I am noob, and I did search as best I can and found this:

https://forums.gentoo.org/viewtopic-t-927794-start-0.html

http://goldelite382.livejournal.com/4998.html

but I do not understand quite what is the 'right' way do go about it...

I also need mysql and php 

(in those links there are some solutions without php, 

as I gather, but I am not a native English speaker 

and I did misunderstood in the past...)

Thank you

----------

## VinzC

There's probably no active directive "ServerName foo" in your apache config file.
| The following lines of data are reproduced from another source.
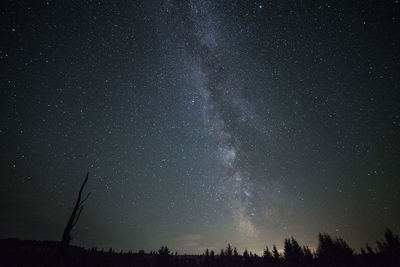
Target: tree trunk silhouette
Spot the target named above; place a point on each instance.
(76, 213)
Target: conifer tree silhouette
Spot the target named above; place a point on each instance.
(76, 213)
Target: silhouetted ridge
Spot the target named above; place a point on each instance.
(330, 252)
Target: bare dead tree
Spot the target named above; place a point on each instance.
(76, 213)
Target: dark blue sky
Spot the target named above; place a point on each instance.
(201, 123)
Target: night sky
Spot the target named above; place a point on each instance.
(200, 122)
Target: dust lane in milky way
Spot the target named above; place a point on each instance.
(201, 122)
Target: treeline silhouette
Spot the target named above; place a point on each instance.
(330, 252)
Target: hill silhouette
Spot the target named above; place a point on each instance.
(330, 252)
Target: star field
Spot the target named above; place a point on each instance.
(201, 122)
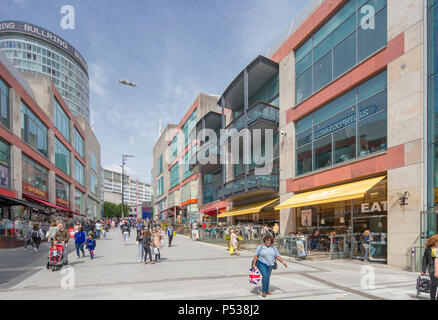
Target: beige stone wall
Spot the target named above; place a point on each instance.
(405, 127)
(287, 139)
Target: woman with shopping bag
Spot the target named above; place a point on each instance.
(265, 260)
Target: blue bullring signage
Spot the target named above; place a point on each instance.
(23, 27)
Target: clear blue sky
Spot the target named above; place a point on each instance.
(172, 49)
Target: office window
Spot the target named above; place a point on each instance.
(34, 174)
(5, 165)
(62, 189)
(340, 44)
(93, 183)
(78, 143)
(160, 165)
(62, 157)
(62, 121)
(4, 104)
(351, 126)
(33, 131)
(174, 175)
(93, 162)
(79, 172)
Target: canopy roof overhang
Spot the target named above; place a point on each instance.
(349, 191)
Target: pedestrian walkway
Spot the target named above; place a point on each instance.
(196, 270)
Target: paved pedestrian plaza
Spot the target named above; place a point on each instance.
(193, 270)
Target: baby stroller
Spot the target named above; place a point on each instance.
(55, 258)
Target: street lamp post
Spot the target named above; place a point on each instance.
(124, 158)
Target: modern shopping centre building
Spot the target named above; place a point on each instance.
(350, 96)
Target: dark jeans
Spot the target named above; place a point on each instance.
(147, 251)
(266, 271)
(433, 287)
(80, 246)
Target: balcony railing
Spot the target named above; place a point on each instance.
(250, 183)
(259, 111)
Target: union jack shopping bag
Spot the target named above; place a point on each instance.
(254, 276)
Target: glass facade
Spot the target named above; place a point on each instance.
(62, 157)
(353, 125)
(4, 104)
(79, 172)
(93, 183)
(62, 189)
(5, 165)
(343, 42)
(34, 174)
(33, 131)
(62, 121)
(79, 201)
(35, 56)
(78, 143)
(174, 175)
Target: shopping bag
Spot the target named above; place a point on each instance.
(254, 276)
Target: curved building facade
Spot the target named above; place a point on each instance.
(35, 50)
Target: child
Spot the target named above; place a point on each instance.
(91, 244)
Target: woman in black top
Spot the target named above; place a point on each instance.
(429, 265)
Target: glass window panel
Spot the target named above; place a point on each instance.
(373, 134)
(340, 16)
(337, 105)
(304, 86)
(322, 72)
(370, 40)
(304, 159)
(345, 144)
(372, 86)
(303, 64)
(304, 124)
(304, 138)
(323, 153)
(303, 50)
(333, 39)
(344, 55)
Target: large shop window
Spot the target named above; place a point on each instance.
(78, 143)
(62, 157)
(62, 121)
(5, 165)
(33, 131)
(341, 43)
(34, 174)
(174, 175)
(79, 172)
(62, 189)
(4, 104)
(354, 125)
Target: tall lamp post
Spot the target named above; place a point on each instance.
(124, 158)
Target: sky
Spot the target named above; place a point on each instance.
(172, 50)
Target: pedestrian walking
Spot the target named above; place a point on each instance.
(125, 232)
(170, 234)
(79, 242)
(91, 245)
(158, 237)
(369, 249)
(265, 260)
(140, 251)
(36, 236)
(234, 240)
(147, 242)
(429, 264)
(62, 236)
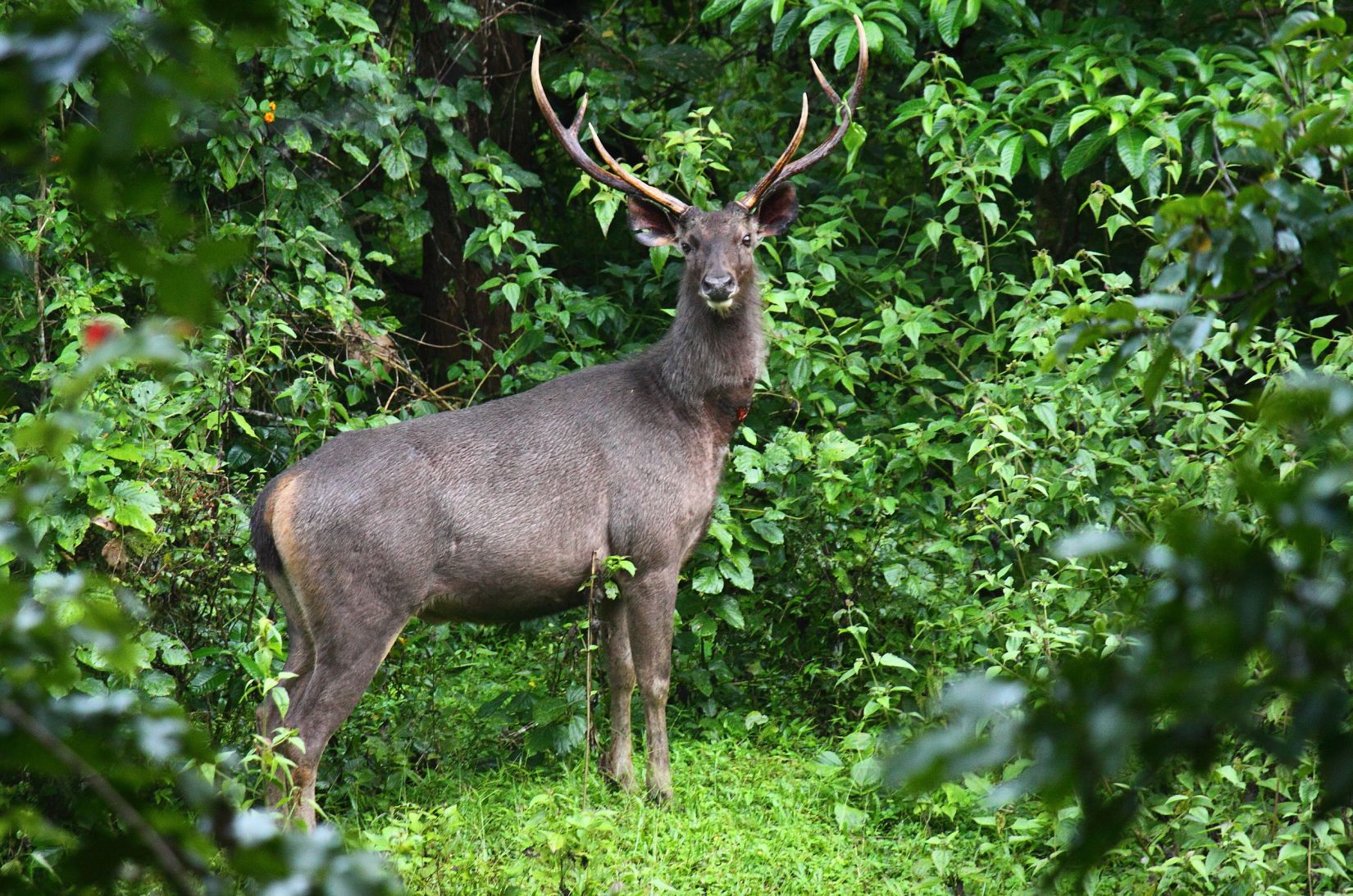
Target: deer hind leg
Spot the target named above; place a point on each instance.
(301, 659)
(349, 644)
(620, 680)
(651, 600)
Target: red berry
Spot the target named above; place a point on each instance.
(98, 332)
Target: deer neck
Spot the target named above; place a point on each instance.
(709, 362)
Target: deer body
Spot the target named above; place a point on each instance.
(499, 512)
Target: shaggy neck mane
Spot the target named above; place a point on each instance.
(707, 355)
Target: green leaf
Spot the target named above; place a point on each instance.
(708, 581)
(718, 8)
(949, 23)
(1086, 153)
(1132, 151)
(769, 531)
(353, 15)
(395, 161)
(727, 609)
(134, 504)
(1013, 156)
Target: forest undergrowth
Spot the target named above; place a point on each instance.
(1032, 562)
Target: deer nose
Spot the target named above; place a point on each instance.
(718, 286)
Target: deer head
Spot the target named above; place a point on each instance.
(718, 245)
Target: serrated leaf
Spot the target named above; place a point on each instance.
(134, 504)
(1013, 156)
(718, 8)
(708, 581)
(785, 29)
(395, 161)
(1132, 151)
(1086, 153)
(769, 531)
(949, 22)
(820, 34)
(727, 609)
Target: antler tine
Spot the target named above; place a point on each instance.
(754, 195)
(847, 111)
(626, 182)
(649, 191)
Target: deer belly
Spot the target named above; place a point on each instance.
(512, 575)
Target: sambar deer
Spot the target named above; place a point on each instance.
(495, 513)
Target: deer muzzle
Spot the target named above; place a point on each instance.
(718, 290)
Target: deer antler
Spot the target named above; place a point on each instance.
(782, 170)
(622, 180)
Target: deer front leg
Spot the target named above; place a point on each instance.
(649, 603)
(620, 675)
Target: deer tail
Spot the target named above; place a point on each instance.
(260, 534)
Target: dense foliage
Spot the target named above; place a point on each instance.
(1053, 438)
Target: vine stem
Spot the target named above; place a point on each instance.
(164, 854)
(587, 733)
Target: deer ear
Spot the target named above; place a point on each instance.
(651, 224)
(777, 210)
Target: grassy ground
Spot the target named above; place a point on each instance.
(436, 789)
(749, 821)
(421, 775)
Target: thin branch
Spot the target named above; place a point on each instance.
(160, 849)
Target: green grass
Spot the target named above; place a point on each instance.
(424, 775)
(420, 775)
(749, 821)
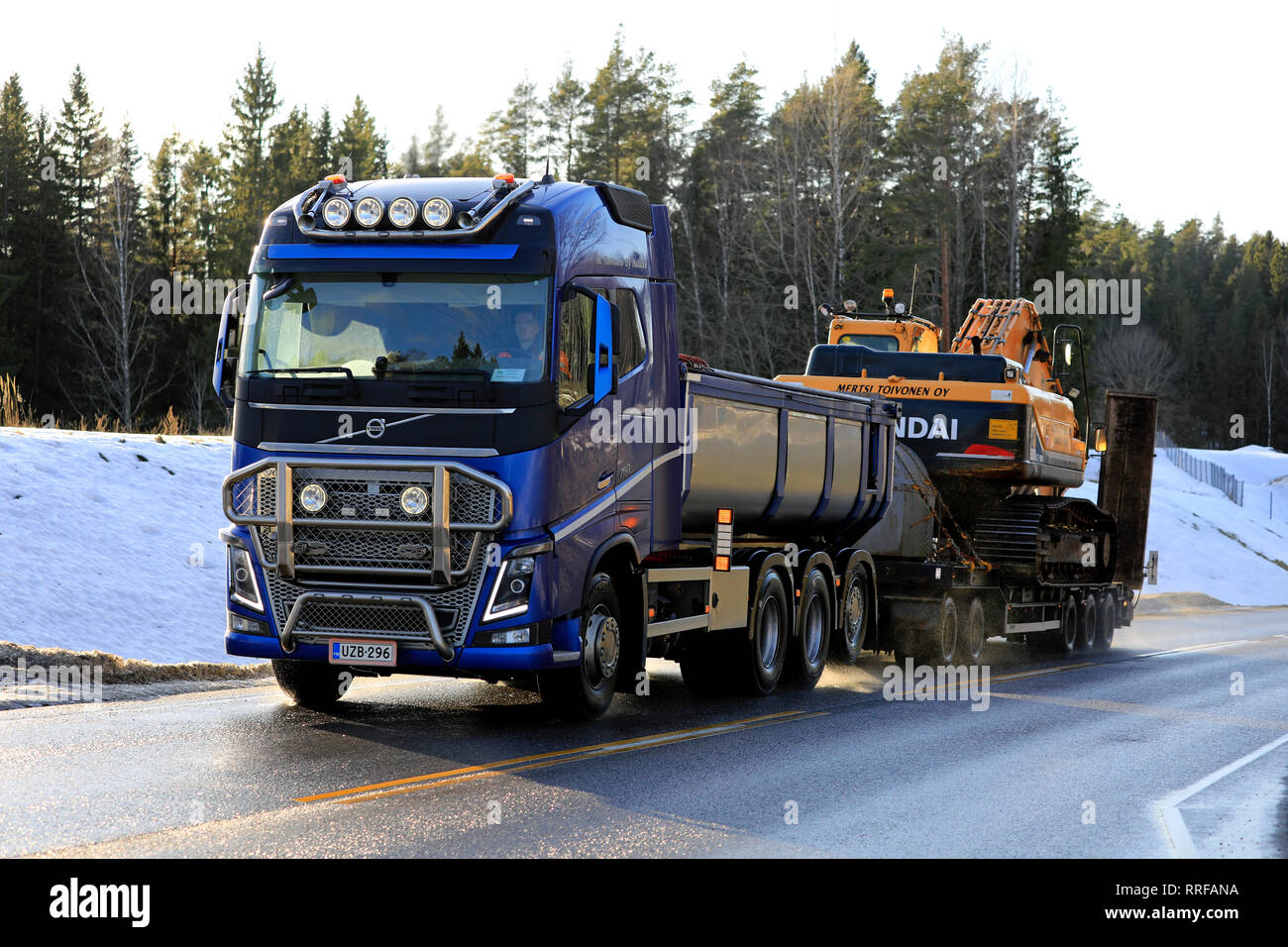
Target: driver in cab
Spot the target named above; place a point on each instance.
(529, 351)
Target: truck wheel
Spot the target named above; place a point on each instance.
(973, 642)
(1064, 641)
(1087, 615)
(767, 643)
(938, 644)
(585, 692)
(312, 684)
(1106, 611)
(809, 647)
(848, 644)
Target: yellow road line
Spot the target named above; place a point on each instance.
(608, 750)
(655, 740)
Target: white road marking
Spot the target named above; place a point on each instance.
(1170, 809)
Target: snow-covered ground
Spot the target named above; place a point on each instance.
(101, 549)
(1263, 474)
(1209, 544)
(111, 543)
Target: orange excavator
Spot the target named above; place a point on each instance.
(1000, 428)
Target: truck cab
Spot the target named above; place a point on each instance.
(413, 380)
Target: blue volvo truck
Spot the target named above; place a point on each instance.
(465, 444)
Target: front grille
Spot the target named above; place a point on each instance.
(369, 497)
(404, 622)
(362, 543)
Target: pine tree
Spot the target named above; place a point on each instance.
(81, 155)
(613, 141)
(360, 147)
(248, 195)
(322, 158)
(566, 110)
(513, 136)
(438, 144)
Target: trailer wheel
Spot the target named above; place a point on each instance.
(1087, 615)
(1104, 621)
(809, 647)
(1065, 639)
(848, 644)
(585, 692)
(973, 644)
(312, 684)
(938, 644)
(767, 639)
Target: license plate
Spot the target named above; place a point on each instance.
(351, 652)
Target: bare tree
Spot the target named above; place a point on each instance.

See http://webmasters.stackexchange.com/questions/29033/apr-sockaddr-info-get-failed and

http://www.unixmen.com/apache2-aprsockaddrinfoget-failed-for/Hope this helps.

----------

## while true

VinzC,

thank you for now, I will take a closer look during the day and came back to you.

----------

## VinzC

You're welcome  :Smile:  .

----------

## while true

oi oi oi!!!!!!

IT WORKS!!!! WHOOOHAHAHAHAHA!!!

(I amsorry for this outburst)

I followed those instructions:

http://webmasters.stackexchange.com/questions/29033/apr-sockaddr-info-get-failed

VinzC, thanks again for stepping in!

----------

## VinzC

Glad I could help  :Smile:  .

----------